We will next perform hyperparameter tuning using GridSearchCV. We will consider one kernel (rbf) and evaluate three different values of 'C' (as described above) for each kernel. The rbf kernel also contains an additional hyperparameter, gamma. Note we will also use 10 fold cross validation across the test data set.

In [104]:
# define hyperparameter grid and tuning via gridsearch
parameter_candidates = [
  {'C': [100, 1000, 10000], 'gamma': [0.01, 0.001, 0.0001], 'kernel': ['rbf']},
]

svr = svm.SVC()
clf = GridSearchCV(svr, parameter_candidates, n_jobs=1, cv=10)
clf.fit(resTrain_features, resTrain_labels)
Out[104]:
GridSearchCV(cv=10, error_score='raise',
       estimator=SVC(C=1.0, cache_size=200, class_weight=None, coef0=0.0,
  decision_function_shape=None, degree=3, gamma='auto', kernel='rbf',
  max_iter=-1, probability=False, random_state=None, shrinking=True,
  tol=0.001, verbose=False),
       fit_params={}, iid=True, n_jobs=1,
       param_grid=[{'C': [100, 1000, 10000], 'gamma': [0.01, 0.001, 0.0001], 'kernel': ['rbf']}],
       pre_dispatch='2*n_jobs', refit=True, return_train_score=True,
       scoring=None, verbose=0)
In [106]:
# find the best hyperparameter values from tuning
print('Best C:',clf.best_estimator_.C)
print('Best Kernel:',clf.best_estimator_.kernel)
print('Best Gamma:',clf.best_estimator_.gamma)
Best C: 10000
Best Kernel: rbf
Best Gamma: 0.001

We can now build a SVM model using the optimal values for the hyperparameters.

In [140]:
SVMmodel = svm.SVC(kernel='rbf', C=10000, gamma=.001) 
SVMmodel.fit(resTrain_Scaled, resTrain_labels)
SVMmodel.score(resTest_scaled, resTest_labels)
Out[140]:
0.72560839473096672

As shown above, we achieved an accuracy of 73% - not bad! This means that we labeled 73% of the observations in the test data set correctly, however an accuracy value can be misleading for unbalanced data. We can get more information by examining the confusion matrix.

In [147]:
resPredict = SVMmodel.predict(resTest_scaled)
preds = pd.DataFrame(confusion_matrix(resTest_labels, resPredict))
preds.columns = ['Predicted < 3 Stars', 'Predicted > 4 Stars']
preds.index = ['Actual < 3 Stars', 'Actual > 4 Stars']
preds
Out[147]:
Predicted < 3 Stars Predicted > 4 Stars
Actual < 3 Stars 920 710
Actual > 4 Stars 519 2330

We further examine the performance of our model with the following metrics:

* precision: when the model predicts that a restaurant has more than four stars, how often is it right?
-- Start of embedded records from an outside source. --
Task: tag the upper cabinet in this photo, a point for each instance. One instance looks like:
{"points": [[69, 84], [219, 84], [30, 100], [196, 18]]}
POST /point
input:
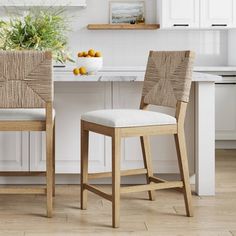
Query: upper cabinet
{"points": [[26, 3], [217, 13], [178, 13], [190, 14]]}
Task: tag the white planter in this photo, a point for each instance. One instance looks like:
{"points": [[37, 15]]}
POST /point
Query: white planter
{"points": [[92, 64]]}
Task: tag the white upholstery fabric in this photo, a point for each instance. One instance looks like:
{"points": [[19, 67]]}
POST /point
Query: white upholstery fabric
{"points": [[127, 118], [23, 114]]}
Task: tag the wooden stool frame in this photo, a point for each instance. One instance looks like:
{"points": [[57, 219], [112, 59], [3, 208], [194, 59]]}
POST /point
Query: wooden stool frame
{"points": [[153, 183], [37, 83]]}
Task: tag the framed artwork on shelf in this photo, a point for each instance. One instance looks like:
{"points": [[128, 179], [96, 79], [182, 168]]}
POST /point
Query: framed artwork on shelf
{"points": [[127, 12]]}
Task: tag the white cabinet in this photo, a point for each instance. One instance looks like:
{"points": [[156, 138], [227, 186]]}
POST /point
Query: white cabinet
{"points": [[178, 13], [226, 112], [14, 154], [72, 100], [217, 13]]}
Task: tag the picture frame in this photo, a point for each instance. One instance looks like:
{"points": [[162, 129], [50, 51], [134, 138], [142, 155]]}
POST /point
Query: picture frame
{"points": [[127, 12]]}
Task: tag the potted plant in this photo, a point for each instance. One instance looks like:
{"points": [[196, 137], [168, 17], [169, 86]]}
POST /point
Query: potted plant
{"points": [[37, 30]]}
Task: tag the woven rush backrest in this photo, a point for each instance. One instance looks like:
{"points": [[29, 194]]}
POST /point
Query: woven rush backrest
{"points": [[25, 79], [168, 78]]}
  • precision = true positive / (true positive + false positive)

* recall (or true positive rate): of the restaurants that actually have > 4 stars, how many did the model correctly label as such?

  • recall = true positive / (true positive + false negative)
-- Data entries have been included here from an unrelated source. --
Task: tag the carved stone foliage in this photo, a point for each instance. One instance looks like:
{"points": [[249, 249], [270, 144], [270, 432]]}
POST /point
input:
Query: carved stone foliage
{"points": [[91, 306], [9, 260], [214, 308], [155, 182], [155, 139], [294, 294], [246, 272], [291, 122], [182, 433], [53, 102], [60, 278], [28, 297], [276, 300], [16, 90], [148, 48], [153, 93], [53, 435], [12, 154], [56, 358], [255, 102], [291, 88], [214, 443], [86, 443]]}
* accuracy: how many observations did the model correctly label?

  • accuracy = (true positive + true negative) / (total number of observations)

* false positive rate: how many observations did the model correctly label?

  • false positive rate = false positive / (true negative + false positive)
In [155]:
print('precision:  ', 2330/(2330+710))
print('recall:  ', 2330/(2330+519))
print('accuracy:  ', (2330+920)/(2330+920+519+710))
print('false positive rate:  ', (710/(920+710)))
precision:   0.7664473684210527
recall:   0.8178308178308178
accuracy:   0.7256083947309667
false positive rate:   0.43558282208588955

In summary, we were able to build a SVM model to predict wether a restaurant on Yelp will get < 3 or > 4 stars with 73% accuracy. This is interesting (to me at least) because this model only includes features about characteristics of the restaurant, such as whether or not WiFi is available, and these are things that an owner can control relatively easily.